Font Size
Line Height

Page 14 of The Shattered Rite (The Sightless Prophecy Trilogy #1)

“Tools don’t need purpose. They need edge.” —The Sovereign of Vireth

Malric was still crouched in the stonework high above the Hall of Holding, wedged into a slit of shadow where the stone was cold and dust hung like breath.

No one ever looked up.

They should have.

He had orders, so he waited. Watched.

Below, the chosen shifted, armor rasping, eyes hollowed out by the trials. Torches spit resin and smoke. Iron rings sank into the flagstones like old teeth. The room remembered what it had been built to do.

He counted breaths, not faces. The loud ones die early. The quiet ones live longer. The useful learn to forget to breathe at all.

He’d already taken four. Two the beasts could keep. Two were his. No one had asked where they’d gone. That was the point: when cruelty fits the pattern, it goes unseen.

His attention kept returning to the rider.

He didn’t know her name. He didn’t need it. Names made graves in a man’s head. Better to call her what she was: the girl, the rider, the myth the court was already pretending not to whisper about.

She moved like judgment. Calm. Lethal. Unbound.

The marks on her skin hooked him. Not because they were magic—he’d seen magic seared into flesh before—but because they answered her.

The lines shifted when she flexed. The script even brightened when the pendant at her throat pulsed.

Not power pressed on from the outside; power that was waking up from within her very being.

She was becoming a waking legend.

And the sovereign had no room left in his kingdom for legends.

Orders were clear. If she still breathes at the end, she dies. His blade. His hand.

His knuckles pressed into grit until skin complained. He let the ache sit. He’d had worse teachers.

The dragonrider moved wrong. Not broken-wrong. Unpredictable-wrong. She wore death like a second skin and called it a change of clothes.

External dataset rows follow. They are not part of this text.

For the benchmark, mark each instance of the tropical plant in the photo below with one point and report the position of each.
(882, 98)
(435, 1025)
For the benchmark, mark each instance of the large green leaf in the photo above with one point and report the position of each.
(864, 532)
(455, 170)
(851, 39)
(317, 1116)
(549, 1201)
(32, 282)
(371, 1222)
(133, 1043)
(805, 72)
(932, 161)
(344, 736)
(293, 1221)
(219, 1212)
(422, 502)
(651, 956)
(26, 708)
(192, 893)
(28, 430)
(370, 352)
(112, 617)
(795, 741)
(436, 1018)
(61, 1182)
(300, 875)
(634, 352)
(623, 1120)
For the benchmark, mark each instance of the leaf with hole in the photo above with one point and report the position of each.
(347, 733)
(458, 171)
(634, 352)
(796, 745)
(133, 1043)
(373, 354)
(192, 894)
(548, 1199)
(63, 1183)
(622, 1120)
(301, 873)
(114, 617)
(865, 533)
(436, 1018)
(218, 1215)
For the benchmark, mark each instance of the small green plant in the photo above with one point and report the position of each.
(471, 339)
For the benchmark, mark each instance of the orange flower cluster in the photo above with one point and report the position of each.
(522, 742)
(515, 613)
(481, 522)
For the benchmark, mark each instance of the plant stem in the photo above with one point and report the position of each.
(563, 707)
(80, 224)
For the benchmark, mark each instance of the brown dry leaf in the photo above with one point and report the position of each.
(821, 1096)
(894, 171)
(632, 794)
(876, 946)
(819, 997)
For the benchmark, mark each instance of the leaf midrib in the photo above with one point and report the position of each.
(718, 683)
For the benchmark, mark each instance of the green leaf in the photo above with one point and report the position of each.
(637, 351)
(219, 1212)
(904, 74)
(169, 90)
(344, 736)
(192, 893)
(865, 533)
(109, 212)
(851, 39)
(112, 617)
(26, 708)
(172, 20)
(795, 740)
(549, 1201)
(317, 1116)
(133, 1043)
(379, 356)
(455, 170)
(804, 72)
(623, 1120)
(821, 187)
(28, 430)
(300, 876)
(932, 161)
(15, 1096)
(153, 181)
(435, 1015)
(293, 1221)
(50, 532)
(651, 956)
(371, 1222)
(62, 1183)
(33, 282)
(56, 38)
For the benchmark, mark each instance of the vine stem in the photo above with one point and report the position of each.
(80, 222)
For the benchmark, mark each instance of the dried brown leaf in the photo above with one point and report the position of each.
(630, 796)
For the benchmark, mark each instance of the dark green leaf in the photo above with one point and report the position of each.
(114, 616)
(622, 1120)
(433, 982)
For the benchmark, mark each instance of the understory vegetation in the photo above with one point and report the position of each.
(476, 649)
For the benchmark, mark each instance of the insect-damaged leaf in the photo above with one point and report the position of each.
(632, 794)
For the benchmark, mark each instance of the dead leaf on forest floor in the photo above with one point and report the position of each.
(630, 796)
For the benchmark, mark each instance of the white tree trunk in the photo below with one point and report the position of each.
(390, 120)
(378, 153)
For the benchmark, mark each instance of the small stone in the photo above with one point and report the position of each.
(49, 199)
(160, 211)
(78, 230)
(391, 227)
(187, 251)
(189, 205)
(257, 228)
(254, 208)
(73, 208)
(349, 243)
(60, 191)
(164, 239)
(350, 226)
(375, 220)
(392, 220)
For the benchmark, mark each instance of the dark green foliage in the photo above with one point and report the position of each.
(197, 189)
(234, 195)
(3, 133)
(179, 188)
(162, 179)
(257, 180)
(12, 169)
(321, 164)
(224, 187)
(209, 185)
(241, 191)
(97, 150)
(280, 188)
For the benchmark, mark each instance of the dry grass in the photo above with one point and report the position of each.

He should have looked away.

He didn’t.

He told himself it was strategy. Necessary observation.

He didn’t believe it.

He remembered her before the marks. The village. His borrowed uniform. Her braid too tight, armor that didn’t fit, dried blood under her nails. She’d looked straight at him. Not with challenge. With clarity. As if she already knew what it meant when silence paid attention.

Even then, she’d been intriguing.

“Dragonrider,” the guard called.

The word hit the room like hot iron dropped in water. The young guard didn't even reach for the magical cuffs. He didn’t bother pretending.

Heat moved across Malric’s mind—not warmth. Presence. A weight that tested the air and tapped one claw against glass.

The dragon.

Malric drew deeper into the stone. Something older than the castle was taking his measure and filing him under watch.

He thought about the dragonrider, and about the unrest that bubbled up from the deep wells of the citadel. The two things happening at once were not coincidence.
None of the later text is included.